Het typevoorbeeld van zo’n abnormaal voordeel is de intrestloze lening (zeg maar de rekening-courant die zou bestaan tussen 2 vennootschappen). Volgens de letter van de wet zou zo’n intrestloze lening een abnormaal voordeel uitmaken.
In het vonnis van de Rechtbank van Eerste Aanleg te Luik (dd. 06.09.2010, Zaak 06/4337/A & 06/4338/A) weerhoudt de rechtbank eerstens dat een intrestloze lening tussen 2 vennootschappen een abnormaal en goedgunstig voordeel kan uitmaken.
Anderzijds, en eveneens erg belangrijk, komt de rechtbank tot het besluit dat in de gegeven situatie de lening niet abnormaal en goedgunstig was, vanwege de precaire financiële situatie.
Wat is nu het besluit van dit arrest? Vooreerst wordt het des te belangrijker om in de toekomst op rekening-couranten tussen (groeps)vennootschappen een marktconforme rente te rekenen. Het blijft nog steeds het beste de fiscus voor te blijven en de discussie omtrent een al dan niet abnormaal karakter tegen te gaan.

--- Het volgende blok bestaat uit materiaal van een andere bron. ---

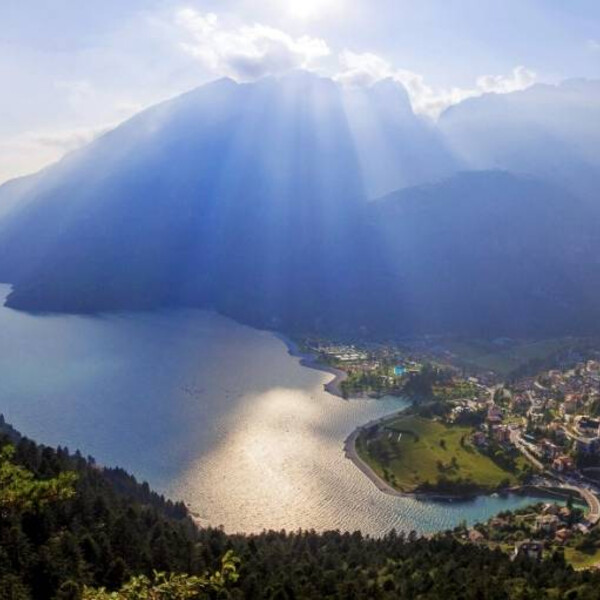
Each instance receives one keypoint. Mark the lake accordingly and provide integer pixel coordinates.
(208, 411)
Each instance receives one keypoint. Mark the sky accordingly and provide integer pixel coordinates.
(72, 70)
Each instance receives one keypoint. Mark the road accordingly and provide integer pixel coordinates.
(590, 498)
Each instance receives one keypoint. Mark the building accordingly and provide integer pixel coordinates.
(529, 549)
(494, 415)
(547, 523)
(562, 463)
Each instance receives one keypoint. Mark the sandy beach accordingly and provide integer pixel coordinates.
(312, 362)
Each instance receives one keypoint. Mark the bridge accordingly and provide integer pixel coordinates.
(591, 500)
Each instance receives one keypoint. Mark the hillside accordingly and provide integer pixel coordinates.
(114, 527)
(256, 200)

Ten tweede dat de financiële groepssituatie een belangrijke rol speelt om een al dan niet abnormaal karakter aan te tonen. Ook in vorige arresten kwam vaak het thema terug van de moedervennootschap die dochters vrijwaart van faillissement. Dit zou geen abnormaal voordeel uitmaken, maar een strategische beslissing om de groep overeind te houden. Probleem met dit aspect is dat men merkt dat deze discussies vaak voor een rechtbank moeten uitgevochten worden.